Despite their huge potential to generate value, divestitures rarely achieve the expectations. This article outlines how companies can improve their odds of success and shift their portfolios to higher gear.

The Right Time

When managers realize that a particular asset does not meet strategic goals, it’s right time to consider selling. People who wait for the right time are at danger of a steady loss of performance and lower purchase prices.

It is vital to be clear with employees on the intentions and implications of a divestiture. It is crucial to explain the reasoning behind the decision and ensure that employees are aware that their careers will not be affected.

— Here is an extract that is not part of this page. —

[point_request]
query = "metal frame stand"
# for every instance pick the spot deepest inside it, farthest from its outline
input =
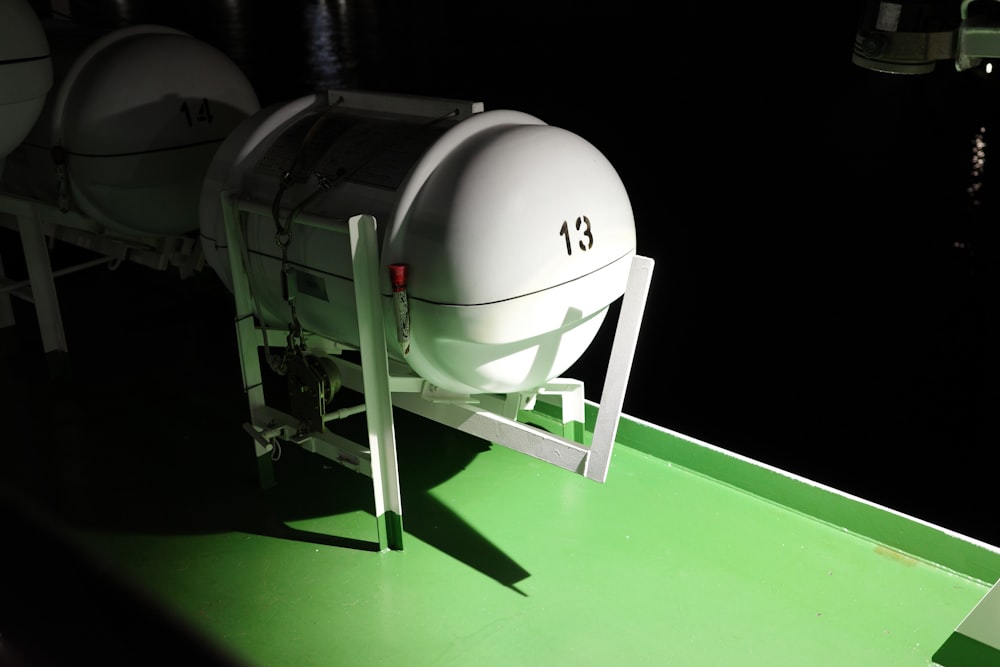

It is also important to inform top customers within 48 hours of the announcement, and to establish a specific procedure for handling problems that arise post-close.

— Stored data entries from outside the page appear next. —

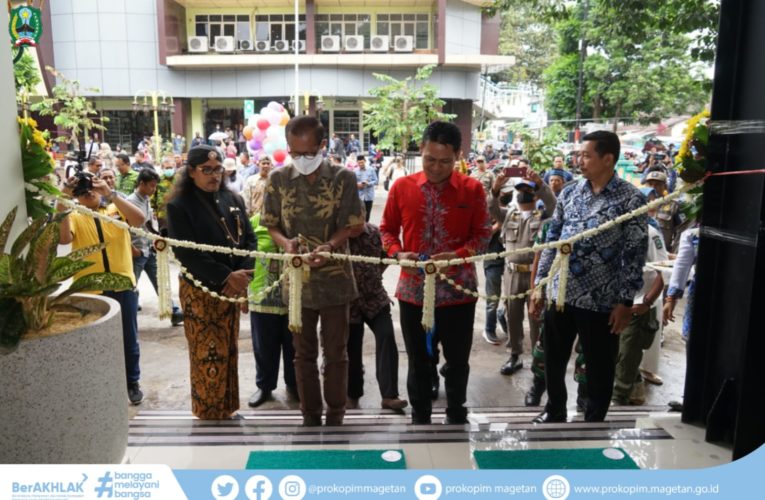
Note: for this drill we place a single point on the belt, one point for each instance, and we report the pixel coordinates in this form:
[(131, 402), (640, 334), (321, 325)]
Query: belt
[(519, 268)]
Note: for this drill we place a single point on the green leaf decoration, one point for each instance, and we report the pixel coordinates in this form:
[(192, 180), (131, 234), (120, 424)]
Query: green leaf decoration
[(97, 282), (26, 236), (5, 229), (12, 325)]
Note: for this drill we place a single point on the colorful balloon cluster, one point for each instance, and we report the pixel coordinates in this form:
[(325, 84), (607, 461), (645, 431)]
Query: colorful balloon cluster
[(265, 133)]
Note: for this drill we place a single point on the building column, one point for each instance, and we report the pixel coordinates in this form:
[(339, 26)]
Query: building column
[(310, 27)]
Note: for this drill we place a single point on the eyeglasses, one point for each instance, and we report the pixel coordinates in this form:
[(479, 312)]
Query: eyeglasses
[(211, 170)]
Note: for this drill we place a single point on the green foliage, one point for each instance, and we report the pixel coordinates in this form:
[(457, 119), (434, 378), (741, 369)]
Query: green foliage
[(37, 166), (32, 272), (403, 109), (71, 111), (25, 75), (540, 152)]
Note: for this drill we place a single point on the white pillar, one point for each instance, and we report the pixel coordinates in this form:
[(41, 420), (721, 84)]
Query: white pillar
[(10, 169)]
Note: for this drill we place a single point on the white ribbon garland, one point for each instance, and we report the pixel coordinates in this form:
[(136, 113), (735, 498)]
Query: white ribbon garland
[(298, 273)]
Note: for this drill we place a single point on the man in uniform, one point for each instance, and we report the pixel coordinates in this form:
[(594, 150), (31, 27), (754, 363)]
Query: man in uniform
[(519, 228), (670, 216), (483, 174)]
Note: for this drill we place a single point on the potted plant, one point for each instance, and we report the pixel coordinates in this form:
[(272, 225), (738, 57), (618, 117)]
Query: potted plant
[(62, 378)]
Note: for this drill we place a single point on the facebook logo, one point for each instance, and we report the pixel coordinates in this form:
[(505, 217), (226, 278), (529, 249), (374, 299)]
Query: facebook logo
[(258, 488)]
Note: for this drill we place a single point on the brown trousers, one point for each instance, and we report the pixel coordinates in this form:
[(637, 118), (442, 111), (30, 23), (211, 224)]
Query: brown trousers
[(334, 340)]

A well-timed sales allows companies to repurpose their resources and invest in core areas of strategic importance. Neste, an Finnish oil company, changed its name in 2015 to reflect its emphasis on renewable energy. It invested the proceeds from selling natural gas and oil businesses. The company was capable of doubling its share returns in just five years.

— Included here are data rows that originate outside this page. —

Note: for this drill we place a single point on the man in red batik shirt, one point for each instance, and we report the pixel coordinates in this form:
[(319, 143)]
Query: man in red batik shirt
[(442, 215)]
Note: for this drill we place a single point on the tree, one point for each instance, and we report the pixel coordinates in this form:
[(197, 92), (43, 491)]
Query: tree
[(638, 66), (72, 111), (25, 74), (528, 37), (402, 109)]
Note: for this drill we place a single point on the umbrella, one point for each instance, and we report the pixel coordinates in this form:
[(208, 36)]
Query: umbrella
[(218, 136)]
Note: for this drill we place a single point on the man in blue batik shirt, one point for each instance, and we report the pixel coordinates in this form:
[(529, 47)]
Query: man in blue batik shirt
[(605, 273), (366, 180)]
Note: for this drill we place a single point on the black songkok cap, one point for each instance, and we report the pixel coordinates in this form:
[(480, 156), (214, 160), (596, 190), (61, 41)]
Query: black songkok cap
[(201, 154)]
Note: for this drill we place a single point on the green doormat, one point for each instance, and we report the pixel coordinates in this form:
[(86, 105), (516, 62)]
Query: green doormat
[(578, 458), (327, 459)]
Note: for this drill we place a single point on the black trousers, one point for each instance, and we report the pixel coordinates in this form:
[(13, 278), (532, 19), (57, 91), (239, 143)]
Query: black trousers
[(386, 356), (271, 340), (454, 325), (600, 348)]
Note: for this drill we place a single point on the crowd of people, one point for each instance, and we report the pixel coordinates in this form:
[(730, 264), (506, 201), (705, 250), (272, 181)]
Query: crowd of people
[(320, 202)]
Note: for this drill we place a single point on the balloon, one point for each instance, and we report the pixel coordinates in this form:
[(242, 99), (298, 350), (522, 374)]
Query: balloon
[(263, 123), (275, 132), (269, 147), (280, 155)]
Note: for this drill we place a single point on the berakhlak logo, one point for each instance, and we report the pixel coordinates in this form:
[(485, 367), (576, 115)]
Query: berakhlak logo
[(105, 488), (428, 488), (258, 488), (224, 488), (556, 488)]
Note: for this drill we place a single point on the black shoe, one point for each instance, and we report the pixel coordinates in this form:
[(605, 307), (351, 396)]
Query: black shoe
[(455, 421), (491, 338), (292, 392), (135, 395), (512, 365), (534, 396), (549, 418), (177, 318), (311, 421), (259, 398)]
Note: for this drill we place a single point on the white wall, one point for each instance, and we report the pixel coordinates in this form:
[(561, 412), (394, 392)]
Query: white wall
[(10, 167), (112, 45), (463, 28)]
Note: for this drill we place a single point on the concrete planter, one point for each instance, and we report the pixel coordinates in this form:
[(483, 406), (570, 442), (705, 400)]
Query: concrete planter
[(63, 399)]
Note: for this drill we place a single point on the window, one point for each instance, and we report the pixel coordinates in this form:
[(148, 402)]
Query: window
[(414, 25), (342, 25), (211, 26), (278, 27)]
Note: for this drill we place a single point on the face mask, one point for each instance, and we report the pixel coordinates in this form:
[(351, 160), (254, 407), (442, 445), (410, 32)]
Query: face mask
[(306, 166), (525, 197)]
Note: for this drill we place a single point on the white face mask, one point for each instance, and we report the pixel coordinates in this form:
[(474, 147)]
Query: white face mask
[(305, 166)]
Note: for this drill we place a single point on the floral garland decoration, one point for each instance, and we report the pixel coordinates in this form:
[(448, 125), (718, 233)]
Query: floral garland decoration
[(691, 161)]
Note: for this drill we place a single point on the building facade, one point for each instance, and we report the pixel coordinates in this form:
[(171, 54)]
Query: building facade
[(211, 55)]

The top divestors in the industry screen their companies’ portfolio for potential candidates regularly and have teams dedicated to this work. The teams typically comprise people with specialization for example, the separation of accounting systems and the implementation of service-level agreements between the remaining company and divested business. Additionally they conduct an in-depth analysis of the value that is created by any entanglements or links between the business being sold and the remainder of the portfolio.